Traffico illecito di rifiuti pericolosi, discariche abusive, movimento terra e macerie edili, rottami e plastica sversati illegalmente in aree abbandonate; 56 depositi illegali di rifiuti andati a fuoco solo tra il 2017 e il 2019 in #Lombardia: numeri che evidenziano come il business legato alla gestione criminale dei rifiuti sia strettamente connesso al sistema produttivo lombardo e all’economia legale.
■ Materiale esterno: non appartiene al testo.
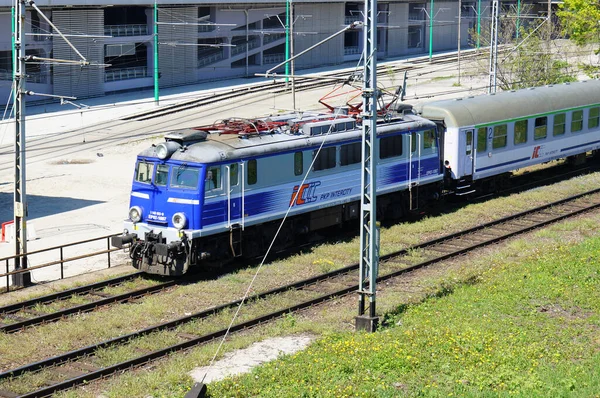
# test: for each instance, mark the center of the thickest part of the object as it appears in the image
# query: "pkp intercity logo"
(304, 193)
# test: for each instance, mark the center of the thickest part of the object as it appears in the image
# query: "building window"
(390, 147)
(521, 132)
(559, 124)
(252, 172)
(499, 139)
(541, 129)
(350, 154)
(576, 121)
(298, 164)
(325, 159)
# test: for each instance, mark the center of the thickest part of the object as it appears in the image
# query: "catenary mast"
(369, 232)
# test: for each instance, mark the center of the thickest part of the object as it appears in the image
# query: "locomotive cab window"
(350, 154)
(252, 172)
(298, 164)
(212, 180)
(576, 121)
(481, 139)
(559, 124)
(325, 159)
(162, 175)
(390, 147)
(541, 129)
(233, 175)
(521, 132)
(144, 171)
(593, 118)
(429, 141)
(185, 177)
(499, 139)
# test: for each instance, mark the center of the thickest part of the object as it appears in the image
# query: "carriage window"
(429, 139)
(325, 159)
(481, 139)
(350, 154)
(162, 175)
(577, 121)
(233, 174)
(521, 132)
(559, 124)
(413, 141)
(144, 171)
(298, 164)
(593, 118)
(252, 172)
(185, 177)
(390, 147)
(541, 129)
(499, 139)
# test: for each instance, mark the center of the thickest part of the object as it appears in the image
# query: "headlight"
(179, 220)
(166, 149)
(135, 214)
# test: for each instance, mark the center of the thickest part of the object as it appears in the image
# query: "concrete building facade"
(208, 41)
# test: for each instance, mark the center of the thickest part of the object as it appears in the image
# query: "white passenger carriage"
(486, 137)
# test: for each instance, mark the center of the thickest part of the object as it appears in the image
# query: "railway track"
(76, 367)
(56, 306)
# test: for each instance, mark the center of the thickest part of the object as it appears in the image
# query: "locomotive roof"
(223, 147)
(507, 105)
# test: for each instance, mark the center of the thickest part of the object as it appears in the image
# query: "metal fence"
(61, 257)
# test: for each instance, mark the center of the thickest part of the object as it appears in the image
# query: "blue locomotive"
(209, 194)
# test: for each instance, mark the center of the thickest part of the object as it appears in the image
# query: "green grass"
(527, 325)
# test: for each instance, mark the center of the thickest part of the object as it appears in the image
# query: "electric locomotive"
(210, 194)
(485, 138)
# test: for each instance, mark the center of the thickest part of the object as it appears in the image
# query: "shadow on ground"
(41, 206)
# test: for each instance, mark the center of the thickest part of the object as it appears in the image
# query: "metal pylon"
(369, 242)
(493, 47)
(20, 195)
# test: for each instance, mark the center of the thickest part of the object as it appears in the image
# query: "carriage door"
(414, 169)
(469, 159)
(235, 203)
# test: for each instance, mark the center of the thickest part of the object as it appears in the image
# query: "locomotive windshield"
(162, 175)
(185, 177)
(144, 171)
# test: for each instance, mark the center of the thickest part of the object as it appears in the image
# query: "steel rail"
(54, 316)
(66, 293)
(202, 339)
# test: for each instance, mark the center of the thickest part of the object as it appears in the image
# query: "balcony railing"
(32, 77)
(126, 30)
(206, 28)
(125, 74)
(241, 47)
(40, 35)
(273, 58)
(351, 50)
(209, 59)
(353, 18)
(272, 37)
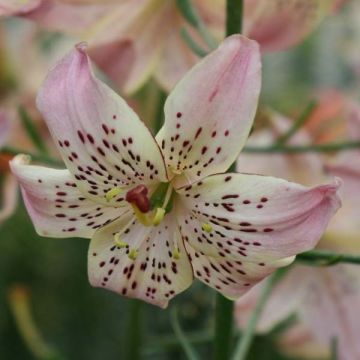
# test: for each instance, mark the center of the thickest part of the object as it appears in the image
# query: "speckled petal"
(253, 224)
(277, 24)
(55, 205)
(209, 113)
(102, 141)
(155, 275)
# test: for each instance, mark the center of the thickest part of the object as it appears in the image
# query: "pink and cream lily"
(133, 40)
(162, 211)
(322, 299)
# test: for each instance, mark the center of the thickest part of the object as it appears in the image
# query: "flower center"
(150, 211)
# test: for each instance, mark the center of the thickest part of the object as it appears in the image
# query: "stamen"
(142, 218)
(176, 254)
(112, 193)
(159, 216)
(118, 242)
(133, 254)
(207, 227)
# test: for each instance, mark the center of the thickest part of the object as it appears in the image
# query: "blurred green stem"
(224, 313)
(224, 310)
(134, 331)
(234, 14)
(245, 340)
(327, 258)
(19, 304)
(330, 147)
(298, 123)
(184, 341)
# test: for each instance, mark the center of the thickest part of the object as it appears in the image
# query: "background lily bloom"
(132, 40)
(322, 299)
(163, 211)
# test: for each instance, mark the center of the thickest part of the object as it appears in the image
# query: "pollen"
(207, 227)
(159, 216)
(133, 254)
(118, 242)
(112, 193)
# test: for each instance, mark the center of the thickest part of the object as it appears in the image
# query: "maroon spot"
(138, 196)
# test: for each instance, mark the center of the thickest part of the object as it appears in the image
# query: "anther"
(207, 227)
(112, 193)
(176, 254)
(138, 197)
(159, 216)
(118, 242)
(133, 254)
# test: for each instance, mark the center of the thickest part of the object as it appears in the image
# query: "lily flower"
(321, 299)
(162, 211)
(133, 40)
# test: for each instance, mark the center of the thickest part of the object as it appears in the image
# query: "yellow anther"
(159, 216)
(176, 254)
(133, 254)
(207, 227)
(112, 193)
(118, 242)
(143, 218)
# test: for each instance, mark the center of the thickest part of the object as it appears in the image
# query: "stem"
(224, 313)
(330, 147)
(327, 258)
(234, 14)
(20, 306)
(134, 333)
(36, 157)
(183, 340)
(245, 340)
(224, 310)
(299, 122)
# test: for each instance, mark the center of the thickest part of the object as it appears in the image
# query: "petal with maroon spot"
(209, 113)
(256, 223)
(277, 25)
(155, 275)
(101, 139)
(55, 204)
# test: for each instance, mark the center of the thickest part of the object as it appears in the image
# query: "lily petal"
(153, 274)
(209, 113)
(100, 138)
(256, 225)
(55, 204)
(277, 24)
(10, 197)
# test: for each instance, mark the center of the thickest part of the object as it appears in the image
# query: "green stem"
(133, 333)
(234, 14)
(322, 257)
(183, 340)
(330, 147)
(299, 122)
(245, 340)
(224, 313)
(224, 310)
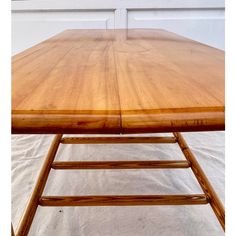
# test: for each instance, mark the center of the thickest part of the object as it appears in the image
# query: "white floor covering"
(28, 152)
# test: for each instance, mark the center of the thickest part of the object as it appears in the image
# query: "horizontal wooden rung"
(125, 200)
(116, 140)
(120, 164)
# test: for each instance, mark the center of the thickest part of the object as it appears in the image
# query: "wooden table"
(118, 82)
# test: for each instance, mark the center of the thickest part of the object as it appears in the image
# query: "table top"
(117, 81)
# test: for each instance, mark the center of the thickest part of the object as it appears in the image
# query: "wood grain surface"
(117, 81)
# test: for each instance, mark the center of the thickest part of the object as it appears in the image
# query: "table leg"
(37, 199)
(32, 205)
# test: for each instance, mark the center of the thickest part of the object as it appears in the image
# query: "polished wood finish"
(126, 200)
(117, 81)
(36, 199)
(12, 231)
(119, 164)
(215, 202)
(117, 140)
(32, 205)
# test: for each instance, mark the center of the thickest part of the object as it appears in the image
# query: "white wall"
(36, 20)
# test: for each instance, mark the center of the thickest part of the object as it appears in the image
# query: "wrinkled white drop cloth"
(28, 152)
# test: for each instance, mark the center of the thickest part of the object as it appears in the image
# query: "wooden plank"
(214, 200)
(128, 200)
(119, 164)
(118, 81)
(114, 140)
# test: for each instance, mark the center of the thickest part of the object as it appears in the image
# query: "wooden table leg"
(207, 188)
(32, 205)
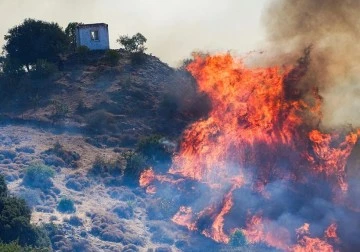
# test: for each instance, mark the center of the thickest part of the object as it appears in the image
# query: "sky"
(174, 28)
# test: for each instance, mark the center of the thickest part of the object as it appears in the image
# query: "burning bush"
(155, 150)
(260, 146)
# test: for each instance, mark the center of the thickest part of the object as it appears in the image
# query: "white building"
(94, 36)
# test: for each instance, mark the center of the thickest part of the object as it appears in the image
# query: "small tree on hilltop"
(33, 40)
(3, 187)
(134, 44)
(70, 31)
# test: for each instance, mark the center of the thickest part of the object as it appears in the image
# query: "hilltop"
(85, 123)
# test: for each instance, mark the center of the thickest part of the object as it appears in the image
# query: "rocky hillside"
(69, 147)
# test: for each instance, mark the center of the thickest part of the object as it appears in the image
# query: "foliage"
(103, 166)
(69, 157)
(66, 205)
(169, 106)
(3, 187)
(60, 109)
(39, 175)
(83, 52)
(134, 44)
(238, 239)
(135, 164)
(43, 69)
(33, 40)
(70, 32)
(154, 150)
(112, 57)
(15, 224)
A febbraio è stato scoperchiato un traffico di materiale ferroso che coinvolge boss della ‘ndrangheta a fianco di imprenditori (tra cui la presidentessa di Donne Impresa Lombardia) con l’arresto di 9 persone per riciclaggio, frode, usura e traffico illecito di rifiuti. Parliamo del mancato smaltimento di 10.000 tonnellate di materiale, con la compiacenza di imprese del settore e la sponda di aziende cartiere che si facevano carico di produrre fatture false per un valore di 7 mln. A marzo sono state sequestrate 12 aree per illeciti ambientali legati al ciclo dei rifiuti nelle province di Brescia, Pavia e Bergamo, in alcuni casi, come a Rovato e Orzinuovi con presenza di materiali pericolosi e residui di idrocarburi

Sono solo alcune delle vicende emerse in questi mesi nelle cronache, ma specchio di un problema che non è solo legato ai fenomeni mafiosi. La “terra dei fuochi” lombarda è il risultato dell’organizzazione dell’intero ciclo dei rifiuti e del movimento terra: una delle filiere con più deroghe e meno controlli, alimentata dalla spazzatura prodotta lungo il ciclo manifatturiero e della distribuzione legale, di cui si nutre quell’area griglia della cosiddetta “borghesia criminale” a metà tra salotti buoni e criminalità organizzata.